In The Flower Ornament Sutra, Buddha lists ten kinds of great patience in human life. One of the most powerful is called Patience in Perceiving All as Mirages. Theater has always presented the life of this world as resembling a mirage, enabling us to see through human illusion, delusion, blindness, and denial with liberating clarity and force.
We are so certain of what we are looking at and the way we are looking at it that we are unable to see and feel alternative realities, new possibilities, different approaches, invisible relationships, and timeless connections.
This is a time for deep refreshment of our minds, of our senses, of our imaginations, of our histories, and of our futures. This work cannot be done by isolated people working alone. This is work that we need to do together. Theater is the invitation to do this work together.
Thank you deeply for your work.
Peter Sellars
Biography of Peter Sellars, USA Opera, Theatre and Festival Director
Peter Sellars, born in Pittsburgh, Pennsylvania (USA) is an opera, theatre and festival director who has gained international renown for his ground-breaking and transformative interpretations of classics, advocacy of 20th century and contemporary music, and collaborative projects with an extraordinary range of creative and performing artists. His work illuminates the power of art as a means of moral expression and social action.
He has staged operas at the Dutch National Opera, English National Opera, Festival d’Aix-en-Provence, Lyric Opera of Chicago, Opéra National de Paris and the Salzburg Festival, among others.
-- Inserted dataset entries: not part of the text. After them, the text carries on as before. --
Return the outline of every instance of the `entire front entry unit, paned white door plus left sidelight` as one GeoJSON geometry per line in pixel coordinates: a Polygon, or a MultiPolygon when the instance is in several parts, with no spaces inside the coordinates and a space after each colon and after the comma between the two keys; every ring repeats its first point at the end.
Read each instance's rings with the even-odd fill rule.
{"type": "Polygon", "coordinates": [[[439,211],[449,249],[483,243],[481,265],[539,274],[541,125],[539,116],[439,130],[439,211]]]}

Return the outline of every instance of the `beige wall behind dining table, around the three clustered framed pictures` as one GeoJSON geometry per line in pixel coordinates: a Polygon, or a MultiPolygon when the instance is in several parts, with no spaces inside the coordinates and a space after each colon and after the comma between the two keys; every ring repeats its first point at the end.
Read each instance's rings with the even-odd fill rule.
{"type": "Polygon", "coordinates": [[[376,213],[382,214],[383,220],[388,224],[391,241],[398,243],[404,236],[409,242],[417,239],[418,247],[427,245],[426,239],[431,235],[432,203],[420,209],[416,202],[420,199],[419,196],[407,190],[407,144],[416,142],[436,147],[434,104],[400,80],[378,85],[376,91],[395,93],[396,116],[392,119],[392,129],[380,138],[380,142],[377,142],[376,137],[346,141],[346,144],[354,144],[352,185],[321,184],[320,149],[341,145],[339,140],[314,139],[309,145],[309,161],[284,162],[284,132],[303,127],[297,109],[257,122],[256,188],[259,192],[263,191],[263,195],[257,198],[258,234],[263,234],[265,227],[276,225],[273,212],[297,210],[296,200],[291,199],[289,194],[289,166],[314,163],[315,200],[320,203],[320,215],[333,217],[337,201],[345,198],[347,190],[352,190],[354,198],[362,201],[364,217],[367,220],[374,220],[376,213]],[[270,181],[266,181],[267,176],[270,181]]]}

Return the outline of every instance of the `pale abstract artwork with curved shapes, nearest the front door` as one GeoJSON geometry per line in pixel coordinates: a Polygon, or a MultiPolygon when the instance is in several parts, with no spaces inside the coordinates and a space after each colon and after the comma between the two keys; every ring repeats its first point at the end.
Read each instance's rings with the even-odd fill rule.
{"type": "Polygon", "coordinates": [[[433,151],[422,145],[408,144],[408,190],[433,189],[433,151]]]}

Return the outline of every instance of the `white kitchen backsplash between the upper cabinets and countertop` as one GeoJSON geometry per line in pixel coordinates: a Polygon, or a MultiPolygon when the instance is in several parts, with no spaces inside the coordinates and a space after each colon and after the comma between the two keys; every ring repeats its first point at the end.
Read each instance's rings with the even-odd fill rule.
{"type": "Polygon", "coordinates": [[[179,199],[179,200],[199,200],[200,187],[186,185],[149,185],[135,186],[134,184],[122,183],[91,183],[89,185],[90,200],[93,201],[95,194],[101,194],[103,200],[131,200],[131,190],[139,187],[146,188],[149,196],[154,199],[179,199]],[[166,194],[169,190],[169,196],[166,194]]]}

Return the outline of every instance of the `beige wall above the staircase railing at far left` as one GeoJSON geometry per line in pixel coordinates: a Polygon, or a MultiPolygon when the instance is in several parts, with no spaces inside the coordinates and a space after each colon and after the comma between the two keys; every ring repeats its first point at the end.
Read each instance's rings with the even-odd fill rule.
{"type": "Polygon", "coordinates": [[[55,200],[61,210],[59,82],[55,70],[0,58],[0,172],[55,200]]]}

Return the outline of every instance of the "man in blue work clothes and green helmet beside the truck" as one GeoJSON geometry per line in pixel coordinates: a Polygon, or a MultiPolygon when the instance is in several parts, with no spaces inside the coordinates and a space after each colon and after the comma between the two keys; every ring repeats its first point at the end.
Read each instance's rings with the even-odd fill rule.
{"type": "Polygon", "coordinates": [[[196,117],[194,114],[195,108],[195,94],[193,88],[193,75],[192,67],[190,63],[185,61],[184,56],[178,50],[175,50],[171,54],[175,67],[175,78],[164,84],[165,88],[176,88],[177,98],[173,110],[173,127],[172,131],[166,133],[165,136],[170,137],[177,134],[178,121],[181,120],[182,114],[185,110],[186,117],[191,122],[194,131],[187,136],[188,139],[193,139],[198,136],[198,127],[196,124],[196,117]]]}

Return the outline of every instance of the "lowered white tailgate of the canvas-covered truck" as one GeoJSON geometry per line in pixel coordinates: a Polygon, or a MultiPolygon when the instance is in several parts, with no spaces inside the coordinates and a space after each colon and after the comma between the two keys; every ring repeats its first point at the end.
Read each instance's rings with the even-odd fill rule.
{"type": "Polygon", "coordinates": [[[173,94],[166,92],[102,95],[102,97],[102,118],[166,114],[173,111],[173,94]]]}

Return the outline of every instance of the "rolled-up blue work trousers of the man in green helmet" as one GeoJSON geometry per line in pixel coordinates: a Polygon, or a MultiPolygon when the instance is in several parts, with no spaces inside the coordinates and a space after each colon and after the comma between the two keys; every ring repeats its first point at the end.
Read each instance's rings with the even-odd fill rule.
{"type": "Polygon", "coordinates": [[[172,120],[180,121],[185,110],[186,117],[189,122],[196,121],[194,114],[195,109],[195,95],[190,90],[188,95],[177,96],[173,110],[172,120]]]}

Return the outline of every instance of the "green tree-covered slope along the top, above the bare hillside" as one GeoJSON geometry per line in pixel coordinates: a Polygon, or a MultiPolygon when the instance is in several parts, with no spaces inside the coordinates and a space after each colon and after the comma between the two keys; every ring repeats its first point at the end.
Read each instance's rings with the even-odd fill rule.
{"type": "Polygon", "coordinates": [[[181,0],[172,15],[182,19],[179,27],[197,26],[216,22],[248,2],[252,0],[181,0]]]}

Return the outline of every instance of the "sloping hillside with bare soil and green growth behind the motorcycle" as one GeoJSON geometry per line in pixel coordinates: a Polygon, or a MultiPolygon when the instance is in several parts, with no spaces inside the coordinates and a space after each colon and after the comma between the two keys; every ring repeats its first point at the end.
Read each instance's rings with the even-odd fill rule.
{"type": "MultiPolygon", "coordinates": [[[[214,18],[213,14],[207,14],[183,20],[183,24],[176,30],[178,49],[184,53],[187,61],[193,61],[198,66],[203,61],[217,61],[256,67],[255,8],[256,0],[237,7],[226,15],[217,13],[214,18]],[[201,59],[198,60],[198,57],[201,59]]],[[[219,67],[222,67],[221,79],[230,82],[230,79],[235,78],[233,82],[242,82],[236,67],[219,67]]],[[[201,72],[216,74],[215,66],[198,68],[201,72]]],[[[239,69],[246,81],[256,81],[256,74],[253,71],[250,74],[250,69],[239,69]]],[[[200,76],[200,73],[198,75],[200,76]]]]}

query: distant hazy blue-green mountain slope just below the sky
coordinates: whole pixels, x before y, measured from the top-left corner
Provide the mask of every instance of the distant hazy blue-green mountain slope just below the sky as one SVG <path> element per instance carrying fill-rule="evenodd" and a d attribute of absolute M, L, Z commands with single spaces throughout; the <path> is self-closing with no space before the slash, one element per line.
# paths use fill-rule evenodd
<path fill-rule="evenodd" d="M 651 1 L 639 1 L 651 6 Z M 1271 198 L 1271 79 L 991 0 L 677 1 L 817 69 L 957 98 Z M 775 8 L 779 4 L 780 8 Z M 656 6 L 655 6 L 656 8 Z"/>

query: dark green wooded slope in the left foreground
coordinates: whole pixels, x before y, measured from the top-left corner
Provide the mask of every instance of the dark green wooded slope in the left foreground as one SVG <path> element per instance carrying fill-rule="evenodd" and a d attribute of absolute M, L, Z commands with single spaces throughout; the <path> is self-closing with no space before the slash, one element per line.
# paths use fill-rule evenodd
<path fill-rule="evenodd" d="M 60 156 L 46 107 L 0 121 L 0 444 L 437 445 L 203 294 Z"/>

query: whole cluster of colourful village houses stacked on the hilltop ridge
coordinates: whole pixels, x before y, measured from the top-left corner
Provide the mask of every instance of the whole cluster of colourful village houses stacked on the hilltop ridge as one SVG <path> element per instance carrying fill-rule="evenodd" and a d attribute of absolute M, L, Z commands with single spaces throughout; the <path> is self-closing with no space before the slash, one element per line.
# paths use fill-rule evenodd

Sellars has collaborated on the creation of many works with composer John Adams, including Nixon in China, The Death of Klinghoffer, El Niño, Doctor Atomic, The Gospel According to the Other Mary and The Girls of the Golden West. Inspired by the compositions of Kaija Saariaho, he has guided the creation of productions of her work (L’Amour de loin, Adriana Mater, Only the Sound Remains) that have expanded the repertoire of modern opera.
Recent (pre-pandemic) projects include a new production of Doctor Atomic at the Santa Fe Opera, a staging of Claude Vivier’s Kopernikus for Festival D’Automne (Paris), and a production of Mozart’s Idomeneo for the Salzburg Festival.
Late in 2020 he conceived and directed “this body is so impermanent …” a film created in response to the global pandemic inspired by text from the Vimalakirti Sutra. Upcoming projects include a staging of the Roman du Fauvel in collaboration with musicologist and founder of the Sequentia Ensemble, Benjamin Bagby; a revival of Sellars’ acclaimed production of Tristan und Isolde, its story illuminated and deepened by the transcendent videography created by artist Bill Viola; and Perle Noire, meditations for Josephine, with music by composer and multi-instrumentalist Tyshawn Sorey performed by the incomparable vocalist Julia Bullock.
Sellars has led several major arts festivals, including the 1990 and 1993 Los Angeles Festivals and the 2002 Adelaide Arts Festival. In 2006 he was Artistic Director of New Crowned Hope, a festival in Vienna for which he invited emerging and established artists from diverse cultural backgrounds to create new work in the fields of music, theater, dance, film, the visual arts and architecture for the celebration of Mozart’s 250th birth anniversary. He served as the Music Director of the 2016 Ojai Music Festival.
Sellars is a Distinguished Professor in the Department of World Arts and Cultures at UCLA, the founding director of the Boethius Institute at UCLA, a resident curator of the Telluride Film Festival, and was a Mentor for the Rolex Arts Initiative. He is the recipient of a MacArthur Fellowship, the Erasmus Prize for contributions to European culture, the Gish Prize, and is a member of the American Academy of Arts and Sciences. He has been awarded the prestigious Polar Music Prize and been named Artist of the Year by Musical America.